The cost? According to the Centers for Disease Control and Prevention, $92 billion nationally in 2002. Tax-supported Medicaid and Medicare picked up nearly half of that.
According to the American Obesity Association, on average, a person defined as obese is five times as likely as someone at healthy weight to have Type 2 diabetes, three times as likely to have high blood pressure and twice as likely to have a heart attack. In addition, obesity is linked to liver trouble, arthritis, stroke, sleep apnea, impaired respiratory trouble and countless other ailments.
A recent General Motors study of more than 200,000 of its employees found that the average annual health care cost of someone severely obese was $1,500 more than that of a person in the healthy weight range. America has grown so large there's now trouble with our perception of that range.
People often ask how I stay so skinny. It's true; compared to most people I encounter on a typical day, I look like a rail. But according to the chart for body mass index, my current height and weight (6'1, 155 pounds) fits within the ideal BMI parameters.
What's my secret? And why am I ticked off that a big portion of my paycheck goes to treating obesity-related illness? Because my being skinny is not an accident; I have to work at it.
During the past 13 years, I've run enough miles - more than 25,000 - to circle the Earth. When that damaged the tendons in my foot, rather than sit and mope, I hit the weight room, took up swimming, bought a bike and, if nothing else, took 60 minutes or more each day to walk.
Though I have a weakness for chocolate, a look into my typical grocery cart reveals things like broccoli, spinach, multigrain bread and apples. My alcohol consumption is usually no more than one drink a week. Fast food? Strictly reserved for my few trips a year back home to Minneapolis. In other words, I make the choices necessary to avoid obesity-related illness.
By now rabid e-mails have started to arrive. Tonight my mailbox will be filled with e-mails calling me insensitive, unkind, someone who has no idea how difficult it is to go through life in a body that's not svelte and compact.
Well, the good news is that most health officials consider just 30 minutes of light to moderate exercise (walking) five times a week enough to significantly cut into the obesity epidemic. As a married and working professional who typically puts in at least twice that, I don't see why 99% of people couldn't achieve that.

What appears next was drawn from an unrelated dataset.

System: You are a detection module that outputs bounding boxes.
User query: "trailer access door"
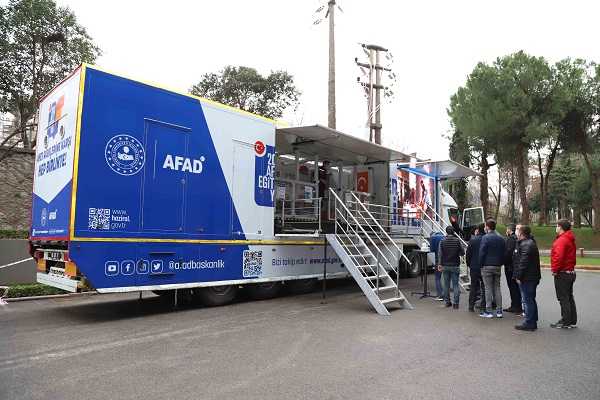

America, you're too big. You're costing me, the health-conscious person, billions in the way of Medicare, Medicaid and higher insurance premiums. Go ahead now; get angry and send me that nasty e-mail. Check that. Break out the paper and pen and write me a traditional letter. Then you'll need to walk to the mailbox. Finally, you'll be fighting back.
Steve Paske of Milwaukee is a Milwaukee Public Schools teacher and author of a new book, "Breaking Stride." His e-mail address is
paskesm@yahoo.com*********
No, you self-absorbed little twit. I won't feed your ego by emailing you.
Like Mr. Paske, I've been skinny all my life. To the consternation of my wife, family and friends, I've been able to eat as much as I want without gaining weight. (Until the last three or four years).
I've gone to restaurants and ordered and eaten two whole dinners at one sitting. At an all-you-can-eat fish fry, I had 13 plates of fish.
Didn't gain weight.
No amount of exercise bulked me up, although I got stronger. And the exercise that I had, as well as the people I know, didn't come from hitting the gym. It came from real work. Y'know, Mr. Paske, stuff like lifting crated hoods for Chryslers from the top shelf at the parts warehouse and schlepping them all over town to auto body shops.
Oh, yeah, I've also gotten in my share of aerobic exercise. Try running up and down 26 flights of stairs all day while carrying boxes of product to be photographed.
But what do I say to my wife, who works longer days than I do, does even more physical work, but is genetically predisposed to being overweight? "Tough luck, sweetheart?"
This guy is so full of himself that he needs deflating.
First it was the smoking police. Then the anti-gunners.
The food police are on a roll, and they're bringing their nonsense to a town near you, and soon.